Revelation is interesting to read as part of the prophetic tradition. And I think the thing I found most interesting about reading The Bible was all the different traditions embedded within it. Prophets who speak in visions and allegory. Views of God as powerful actor who has chosen out a select people, an actor who rewards Good and punishes Evil, an actor whose approval can be discerned by Success and Failure, even if the successes and failures don't seem to be good and evil. Plus there's a lot of poetry, and a focus on behavior rather than intention or theology. I was extremely aware while reading The Bible that the Bible that I grew up with has been (re)shaped by centuries of reinterpretation that smoothed a lot of rough edges, discarded many elements, and pulled out chunks.

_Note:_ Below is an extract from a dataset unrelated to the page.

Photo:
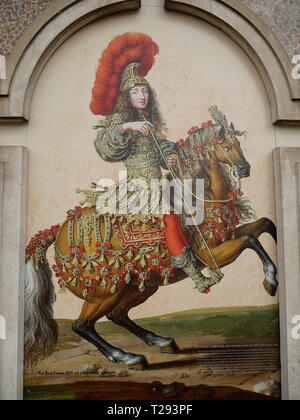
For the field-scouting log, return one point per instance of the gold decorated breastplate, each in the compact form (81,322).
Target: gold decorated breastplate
(144,159)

All of which is understandable. Were I part of a tradition that said "this book has to be a focus", I would probably prioritize selective reading, and make it a coherent tradition that agreed with what I wanted it to. And I could totally make of it a coherent tradition. There's one reaction that people have to the internal inconsistency of The Bible where they point out that people who claim to value The Bible aren't following its commands, which is basically a silly game, and like shooting fish in a barrel. There's another reaction where people decide that they're going to "rediscover" or "reclaim" some "original" or "primitive" Church. Which again is kind of silly. It's pretty easy to find whatever you want in The Bible. It's probably also pretty easy to find the opposite.
So now I've read The Bible. I'm curious about some of the traditions and elements I hadn't really been all that conscious of. I'm much more uncomfortable with some elements than I had been. I'm still going to sing Joshua Fit the Battle of Jericho. I'm sure there's a lot I missed, and a lot more to say about it than I saw in my readthrough. But I have a sense of the book as a whole that I didn't 117 days ago.